Jayen: But don't take so much delight in your rhetoric about cruelty, greed, jailed apostles and the need to save Osho from the vultures. What a drama you are creating! And don't go on and on about industry-standard royalties and copyrights that would even apply to any cookery book or cheap detective novel sold in the US or India or anywhere else in the world ...
Jayen: Everybody's birthright nobody's copyright? Good rhetoric poor memory. My trusted old copy of "Zen, Zest, Zip, Zap and Zing", published in India in 1981, has a Rajneesh Foundation copyright and the following sentence on the same page: "Trademarks registered in India and other countries". (I am happy to e-mail a scan of that page to anyone.) Keerti, you're talking nonsense when you say Osho was against copyrights and trademarks. You can find as many Osho quotes as you like! Instead, why don't you look at what was DONE when Osho was in the body? You know it as well as I do ... and knowing that you know it, I'm forced to conclude that you are pretending not to know because it suits you and some kind of ambition on your part to be the one who "brings Osho to the people" which you can't do if OIF hold the copyright.

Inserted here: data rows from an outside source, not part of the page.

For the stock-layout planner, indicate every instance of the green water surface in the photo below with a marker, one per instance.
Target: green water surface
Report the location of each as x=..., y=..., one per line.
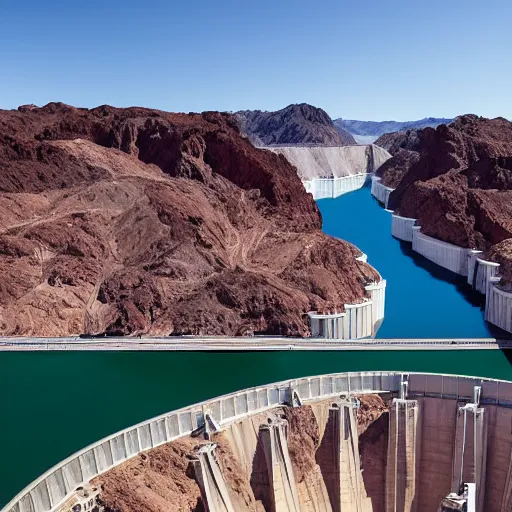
x=53, y=404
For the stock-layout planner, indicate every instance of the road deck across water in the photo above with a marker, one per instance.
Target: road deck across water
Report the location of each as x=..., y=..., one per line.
x=255, y=343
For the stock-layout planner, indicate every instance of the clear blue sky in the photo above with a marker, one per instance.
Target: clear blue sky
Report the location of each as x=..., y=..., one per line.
x=375, y=60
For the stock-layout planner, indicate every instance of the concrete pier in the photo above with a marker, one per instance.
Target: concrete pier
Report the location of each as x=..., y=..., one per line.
x=470, y=455
x=403, y=456
x=211, y=482
x=345, y=484
x=284, y=496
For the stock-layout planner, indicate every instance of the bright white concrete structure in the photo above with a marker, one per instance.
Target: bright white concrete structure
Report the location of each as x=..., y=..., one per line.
x=357, y=321
x=211, y=481
x=332, y=161
x=380, y=191
x=401, y=227
x=58, y=484
x=446, y=255
x=403, y=456
x=470, y=455
x=328, y=188
x=482, y=275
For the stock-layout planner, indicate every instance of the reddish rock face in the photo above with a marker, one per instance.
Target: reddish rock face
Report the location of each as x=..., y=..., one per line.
x=460, y=188
x=140, y=221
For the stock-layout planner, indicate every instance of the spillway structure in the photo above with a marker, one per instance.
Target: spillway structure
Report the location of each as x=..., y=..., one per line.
x=481, y=274
x=348, y=442
x=331, y=171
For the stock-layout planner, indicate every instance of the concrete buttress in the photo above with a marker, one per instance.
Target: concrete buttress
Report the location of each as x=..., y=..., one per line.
x=403, y=456
x=470, y=455
x=211, y=482
x=283, y=490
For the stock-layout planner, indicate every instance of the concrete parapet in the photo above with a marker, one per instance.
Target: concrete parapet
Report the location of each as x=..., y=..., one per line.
x=498, y=306
x=59, y=483
x=446, y=255
x=284, y=497
x=401, y=227
x=329, y=188
x=345, y=484
x=403, y=456
x=210, y=480
x=357, y=321
x=380, y=191
x=470, y=454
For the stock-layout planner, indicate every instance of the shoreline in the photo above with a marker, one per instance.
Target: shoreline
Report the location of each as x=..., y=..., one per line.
x=222, y=344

Jayen: And then I wonder if part of the problem here isn't that you're stuck in a past role and don't know what else to do with yourself?
Jayen: Money. You create spurious visions of Canadian real-estate agents absconding with millions of dollars ... while the IC, many of them decade-long friends of yours, have stated in public that international royalties cover only 10% of the total expenditure of making Osho available worldwide, and that the remainder is financed through individual private donations. Isn't it a fact that OIF are as unlikely to be "laughing all the way to the bank" as is Osho World?

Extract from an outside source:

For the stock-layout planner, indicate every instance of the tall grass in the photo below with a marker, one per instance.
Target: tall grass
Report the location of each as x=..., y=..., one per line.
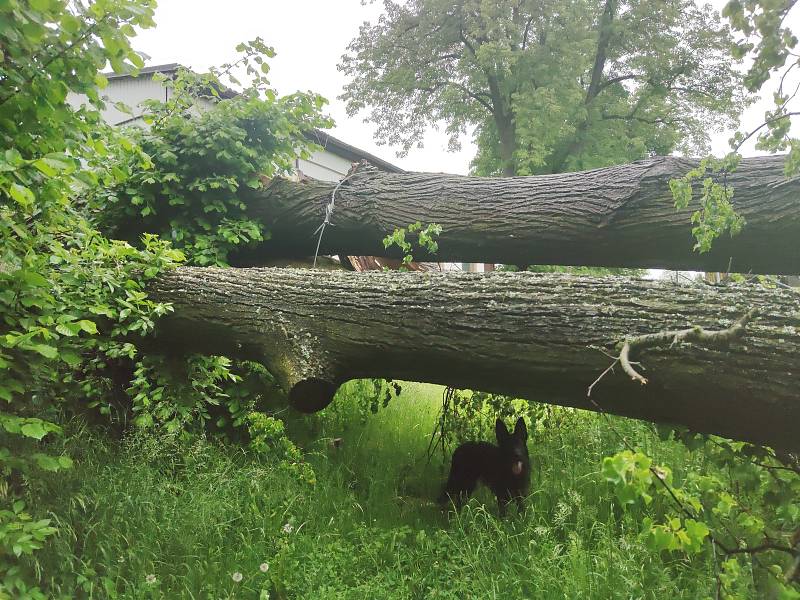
x=155, y=517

Jayen: To the million-dollar expense mentioned above should now be added the costs connected with digitising Osho's art for the benefit of future generations, which some overly nervous people have interpreted as its "being stolen from India".
Jayen: Do you have a problem with it if publishing royalties alleviate the financial burden on those who are making private donations to keep all this work going?